Mon Mar 23, 2015 11:44 am
Hello,

I'm in the process of replacing our own linear algebra implementation with Eigen. An interpolation algorithm that uses radial basis functions performs considerably slower with Eigen. In both implementations most of the time is spent in the LU decomposition:

matrixCLU is an n x n matrix (MatrixXd in Eigen).
_lu is an Eigen::FullPivLU<Eigen::MatrixXd>()

Our old code:
Code: Select all
lu(_matrixCLU, _pivotsCLU);

Eigen:
Code: Select all
_lu = matrixCLU.fullPivLu();


matrixCLU is dense and rather ill conditioned.

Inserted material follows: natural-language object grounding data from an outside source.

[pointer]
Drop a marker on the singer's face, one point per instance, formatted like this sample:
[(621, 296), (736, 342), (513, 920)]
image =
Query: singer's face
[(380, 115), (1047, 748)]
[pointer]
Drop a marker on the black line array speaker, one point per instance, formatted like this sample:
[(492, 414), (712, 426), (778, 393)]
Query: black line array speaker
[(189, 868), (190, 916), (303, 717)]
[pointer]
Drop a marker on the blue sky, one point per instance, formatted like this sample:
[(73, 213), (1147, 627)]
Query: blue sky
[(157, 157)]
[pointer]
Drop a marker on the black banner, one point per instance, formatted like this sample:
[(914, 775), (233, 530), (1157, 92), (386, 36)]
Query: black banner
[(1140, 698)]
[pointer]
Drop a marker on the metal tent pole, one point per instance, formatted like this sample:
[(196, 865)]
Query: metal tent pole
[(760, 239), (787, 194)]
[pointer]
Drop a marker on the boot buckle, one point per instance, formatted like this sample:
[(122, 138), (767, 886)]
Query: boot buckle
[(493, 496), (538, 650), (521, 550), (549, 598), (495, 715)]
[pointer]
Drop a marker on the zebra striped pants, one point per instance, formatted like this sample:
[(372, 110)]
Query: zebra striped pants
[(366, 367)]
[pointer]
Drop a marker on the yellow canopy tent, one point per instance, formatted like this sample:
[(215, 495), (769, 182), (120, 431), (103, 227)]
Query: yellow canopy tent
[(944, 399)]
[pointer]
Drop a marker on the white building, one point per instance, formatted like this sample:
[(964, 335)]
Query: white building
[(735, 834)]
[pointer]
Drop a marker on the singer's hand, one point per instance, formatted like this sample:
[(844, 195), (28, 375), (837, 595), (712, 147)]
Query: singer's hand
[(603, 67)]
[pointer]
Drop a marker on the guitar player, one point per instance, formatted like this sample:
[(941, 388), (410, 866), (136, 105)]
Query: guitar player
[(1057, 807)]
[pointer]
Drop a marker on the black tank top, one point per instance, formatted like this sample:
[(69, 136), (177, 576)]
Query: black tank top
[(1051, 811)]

The _lu.solve(RHS) resp. forward- and backwardSubsitutions with different right-hand-sides takes almost no time after that.

I have also tried partialPivLU but that only performed insignificantly better (not even in all cases). Furthermode I need to know the rank of the matrixCLU which we do like that:

Code: Select all
  int rankDeficiency = 0;
  for (int i=0; i < n; i++){
    if (equals(_matrixCLU(i,i), 0.0)){
      rankDeficiency++;
    }
  }

resp. in Eigen:
Code: Select all
 int rankDeficiency = _lu.rank() - n;


For n = 4000 Eigen took 134s, our implementation took 69s.

Our LU implementation is pretty straighforward. I have uploaded it at http://pastebin.com/rQwuXmeQ (less then 70 lines).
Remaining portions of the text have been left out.